One of the first hires was Brad Kemp, hired as chief operating officer at Steam. He previously held a top management position with a leading global logistics company in Cleveland, Ohio.

He said that Alling's long-term perspective helped pull him to Steam Logistics.

"Their idea is to build this so it's a scalable, long-term operation rather than a make-money-fast operation," he said, adding that he hopes to build on Access America's success. "The culture they have, and the sales an marketing techniques that have made them successful -- we hope to borrow some of that secret sauce, but we'll have a different business model."

The company will handle shipping for everyone from mom-and-pop shops to national accounts and shipping all sorts of commodities, he said.

"The commodity could be anything from specialized to oversized to containerized," he said.

Like Access America, Steam Logistics is based in Chattanooga, with offices in Warehouse Row. So far, all of the company's key hires have come from other cities like Chicago, Atlanta, and Cleveland, Ohio, Alling said.

It's unusual to launch an international logistics company in a mid-sized Tennessee city, he added.

"Chattanooga has become an international hub for business with Volkswagen, Altstom, Wacker," he said. "I don't know if we could have done this 10 or 15 years ago. Most companies like this are headquartered in a bigger city or a city that's more of a port."

Kemp expects the central location to be a major competitive advantage.

"A lot of our competitors are what I'll call legacy competitors," he said. "They have offices in every little port across the country. They'll have 50 or 60 offices across the United States. It becomes difficult, in my estimation, to consistently manage that far flung of an operation."

Steam Logistics will open offices in ports like Miami, Los Angeles, Chicago and Atlanta -- mostly to have boots on the ground for air freight -- and the company will add a Minneapolis, Minn., sales office in the next six weeks. But the Chattanooga location will serve as the central hub for every job, making it easy to compensate if someone gets sick or is out on maternity leave, Kemp said.
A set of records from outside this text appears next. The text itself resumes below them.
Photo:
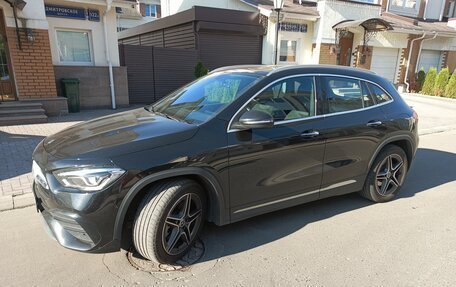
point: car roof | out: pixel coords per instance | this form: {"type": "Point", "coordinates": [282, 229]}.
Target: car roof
{"type": "Point", "coordinates": [267, 70]}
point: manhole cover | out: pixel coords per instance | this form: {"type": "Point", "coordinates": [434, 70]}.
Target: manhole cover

Steam Logistics is starting out as a 12-hour-a-day operation. But within 18 to 24 months, the business will move to a 24-hour-a-day operation in order to accommodate worldwide customers, Kemp added. The company will celebrate a grand opening on Oct. 1.

Alling said Steam Logistics is deeply rooted in Access America. The trucking logistics company employs 550 people and hit $500 million in revenue in 2012.

"Steam already has a lot of the same Access America DNA," he said.